One of the possible mechanisms underlying socioeconomic inequalities amongst the angina patients—PHI—was explored in this study. As expected, higher SES patients were more likely to hold PHI and this increased the likelihood of receiving a procedure, although PHI did not fully account for the inequality in procedure rates. Notably, inequality was also evident in waiting times. Among the elective angina patients, lower SES patients were more likely to be admitted from a waiting list than higher SES patients (the percentages of patients admitted from a waiting list for Q1 (low SES) to Q5 (high SES), respectively, were: 64%, 51%, 44%, 36%, and 23%). This in turn was related to patients' PHI status, with nearly all (94%) patients without this insurance having to wait for the procedure, while the opposite was true for patients with private insurance (9% having to wait).

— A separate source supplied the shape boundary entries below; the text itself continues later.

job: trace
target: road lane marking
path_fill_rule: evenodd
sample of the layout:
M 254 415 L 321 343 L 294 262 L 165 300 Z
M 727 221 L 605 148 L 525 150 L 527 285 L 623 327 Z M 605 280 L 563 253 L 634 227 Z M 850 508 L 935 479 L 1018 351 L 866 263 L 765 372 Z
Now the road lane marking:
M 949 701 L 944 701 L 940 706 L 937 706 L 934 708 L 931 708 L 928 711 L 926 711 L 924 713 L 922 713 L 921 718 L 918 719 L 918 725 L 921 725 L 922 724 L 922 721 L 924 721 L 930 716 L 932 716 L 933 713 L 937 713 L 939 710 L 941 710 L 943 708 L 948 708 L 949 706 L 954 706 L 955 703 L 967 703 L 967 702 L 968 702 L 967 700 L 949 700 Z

Patient and doctor characteristics, not examined in this study, may also explain the inequalities in procedure rates. First, there may be contraindications for receiving a procedure that are more prevalent in lower SES patients, but that were unmeasured in this study, including smoking,[
44] obesity [
44-
46] and late presentation to hospital.[
47,
48] Second, disadvantaged patients may be less likely to see a specialist,[
49] and specialists may be more likely than non-specialist doctors to recommend a coronary procedure.[
50] Third, patients' preferences to seek care and undergo procedures may vary by SES—disadvantaged patients may have lower expectations[
51] and be less willing to undergo a procedure[
52] than more advantaged patients; and doctor's decisions may vary, either intentionally or unintentionally, depending on the social class of the patient, with higher SES patients at an advantage in this regard.[
44,
51,
53]
That inequalities appeared for more discretionary care raises the question whether or not the higher procedure rates in advantaged individuals represent overuse, or whether they represent underuse in disadvantaged individuals. While these two possibilities have different implications for health inequalities, either state can be considered inequitable. In the case of underuse, disadvantaged individuals are not receiving health care from which they could benefit. In the case of over-use, this poses an overall problem for equity in a system with limited resources: where increases in health spending are increasingly going to more discretionary care, this leaves those with a greater capacity to benefit without, or having to wait longer for, much needed care, while the relatively 'well off' perhaps make more marginal gains.